D. Uno dei temi di Berlicche potrà essere le feste di Arcore?
R. Beh, noi abbiamo ribadito più volte che al ministro dei trasporti chiediamo di far funzionare i treni non le fidanzate, e neanche i bordelli. Non siamo i cattolici che sono passati da sgomento a scandalo. Certo, se ci si chiede un parere diciamo che non condividiamo quello stile di vita. Ma noi siamo più preoccupati di coloro che vogliono imporre il proprio stile onesto.

D. Ma non le capita di non essere d’accordo con qualcuno dei suoi commentatori?
R. Mi è capitato con Yasha Reibman. Allora ho fatto una cosa che non si dovrebbe fare: non ho censurato nulla ma ho pubblicato una postilla che chiariva la mia posizione. Yasha, di impostazione radicale, aveva scritto su temi eticamente sensibili all’opposto rispetto alla nostra linea.

D. I settimanali hanno perso diffusioni negli ultimi anni, persino i newsmagazine non se la passano bene.
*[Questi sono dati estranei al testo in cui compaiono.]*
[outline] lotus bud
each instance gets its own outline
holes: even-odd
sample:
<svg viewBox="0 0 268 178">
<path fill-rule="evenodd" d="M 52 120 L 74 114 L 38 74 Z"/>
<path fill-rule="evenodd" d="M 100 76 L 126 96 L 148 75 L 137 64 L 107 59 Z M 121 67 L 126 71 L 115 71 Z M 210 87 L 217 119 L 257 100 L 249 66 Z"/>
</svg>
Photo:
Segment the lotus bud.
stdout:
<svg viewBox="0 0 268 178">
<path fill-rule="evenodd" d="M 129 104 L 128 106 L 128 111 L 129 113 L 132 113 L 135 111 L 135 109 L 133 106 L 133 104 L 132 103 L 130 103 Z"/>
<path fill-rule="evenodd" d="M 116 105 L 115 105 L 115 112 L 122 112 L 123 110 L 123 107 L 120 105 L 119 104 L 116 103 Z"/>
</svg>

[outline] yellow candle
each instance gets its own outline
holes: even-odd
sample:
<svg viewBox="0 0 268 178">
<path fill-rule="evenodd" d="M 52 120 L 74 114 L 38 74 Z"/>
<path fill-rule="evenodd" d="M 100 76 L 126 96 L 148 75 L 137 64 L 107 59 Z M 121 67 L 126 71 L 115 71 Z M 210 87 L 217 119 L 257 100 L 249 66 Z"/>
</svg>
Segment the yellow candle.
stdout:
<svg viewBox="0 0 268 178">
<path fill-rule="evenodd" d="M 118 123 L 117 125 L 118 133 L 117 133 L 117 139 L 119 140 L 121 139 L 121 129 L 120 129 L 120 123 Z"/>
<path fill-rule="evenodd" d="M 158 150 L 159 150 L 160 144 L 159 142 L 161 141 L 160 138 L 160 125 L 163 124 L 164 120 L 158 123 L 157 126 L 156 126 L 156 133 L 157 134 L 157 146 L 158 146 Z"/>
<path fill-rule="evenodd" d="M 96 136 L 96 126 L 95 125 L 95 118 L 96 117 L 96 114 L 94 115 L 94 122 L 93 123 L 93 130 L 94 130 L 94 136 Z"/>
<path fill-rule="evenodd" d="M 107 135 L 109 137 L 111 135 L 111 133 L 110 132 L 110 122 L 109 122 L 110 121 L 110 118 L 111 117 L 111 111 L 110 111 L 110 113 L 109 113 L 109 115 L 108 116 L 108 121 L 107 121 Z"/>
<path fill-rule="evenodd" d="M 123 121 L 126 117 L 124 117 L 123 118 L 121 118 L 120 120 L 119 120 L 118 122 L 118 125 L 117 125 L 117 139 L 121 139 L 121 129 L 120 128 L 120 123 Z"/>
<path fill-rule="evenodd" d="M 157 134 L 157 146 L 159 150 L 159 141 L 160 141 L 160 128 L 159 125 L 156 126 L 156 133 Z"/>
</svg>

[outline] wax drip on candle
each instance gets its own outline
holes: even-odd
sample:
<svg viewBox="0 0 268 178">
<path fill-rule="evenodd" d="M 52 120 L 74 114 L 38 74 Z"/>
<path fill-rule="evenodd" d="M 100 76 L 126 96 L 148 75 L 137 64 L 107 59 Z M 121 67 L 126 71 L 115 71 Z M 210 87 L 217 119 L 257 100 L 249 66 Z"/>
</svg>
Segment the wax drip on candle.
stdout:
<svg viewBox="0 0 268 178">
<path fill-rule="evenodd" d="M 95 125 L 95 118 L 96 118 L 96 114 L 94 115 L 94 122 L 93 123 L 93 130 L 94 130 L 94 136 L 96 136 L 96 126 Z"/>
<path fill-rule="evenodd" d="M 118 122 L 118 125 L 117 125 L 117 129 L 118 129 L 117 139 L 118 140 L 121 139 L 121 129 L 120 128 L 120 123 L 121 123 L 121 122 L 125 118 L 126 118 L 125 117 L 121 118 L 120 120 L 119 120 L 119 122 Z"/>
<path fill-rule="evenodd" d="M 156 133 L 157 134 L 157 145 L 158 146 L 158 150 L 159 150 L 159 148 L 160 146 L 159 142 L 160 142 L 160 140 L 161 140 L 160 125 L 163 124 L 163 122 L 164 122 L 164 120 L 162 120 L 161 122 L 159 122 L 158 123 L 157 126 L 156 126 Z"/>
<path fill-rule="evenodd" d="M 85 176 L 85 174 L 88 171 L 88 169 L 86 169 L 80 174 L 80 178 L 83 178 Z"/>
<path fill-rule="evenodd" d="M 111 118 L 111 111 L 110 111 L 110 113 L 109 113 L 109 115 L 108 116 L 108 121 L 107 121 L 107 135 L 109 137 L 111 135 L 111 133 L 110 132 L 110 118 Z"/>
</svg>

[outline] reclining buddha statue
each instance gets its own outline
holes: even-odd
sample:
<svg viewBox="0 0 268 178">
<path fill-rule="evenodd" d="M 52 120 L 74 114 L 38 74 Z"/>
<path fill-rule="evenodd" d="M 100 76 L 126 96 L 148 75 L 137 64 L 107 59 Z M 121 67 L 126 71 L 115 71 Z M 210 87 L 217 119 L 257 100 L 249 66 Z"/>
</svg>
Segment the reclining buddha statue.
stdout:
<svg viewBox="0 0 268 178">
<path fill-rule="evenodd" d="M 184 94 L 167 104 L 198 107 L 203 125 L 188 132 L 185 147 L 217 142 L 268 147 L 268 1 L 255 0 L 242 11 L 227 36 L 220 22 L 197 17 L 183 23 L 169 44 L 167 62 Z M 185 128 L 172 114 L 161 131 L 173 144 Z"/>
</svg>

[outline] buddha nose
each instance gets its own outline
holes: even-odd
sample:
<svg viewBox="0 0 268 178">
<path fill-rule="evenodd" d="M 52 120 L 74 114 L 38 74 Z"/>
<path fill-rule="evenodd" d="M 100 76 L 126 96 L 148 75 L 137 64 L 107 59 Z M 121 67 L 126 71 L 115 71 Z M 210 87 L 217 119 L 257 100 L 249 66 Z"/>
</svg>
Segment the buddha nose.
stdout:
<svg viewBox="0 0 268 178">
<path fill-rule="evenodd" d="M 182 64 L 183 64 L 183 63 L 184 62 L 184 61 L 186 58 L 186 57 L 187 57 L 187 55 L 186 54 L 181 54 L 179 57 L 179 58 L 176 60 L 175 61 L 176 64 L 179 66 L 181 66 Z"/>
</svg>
R. Fare un settimanale oggi con le notizie che circolano più che in tempo reale non è facile. Rischi di fare un quotidiano vecchio: o ti specializzi in un senso tecnico oppure prescindi. Devi farlo sulla base di quello che tu vuoi o cerchi di imporre come temi o idee. Se vai dietro al carro, arrivi sempre vecchio.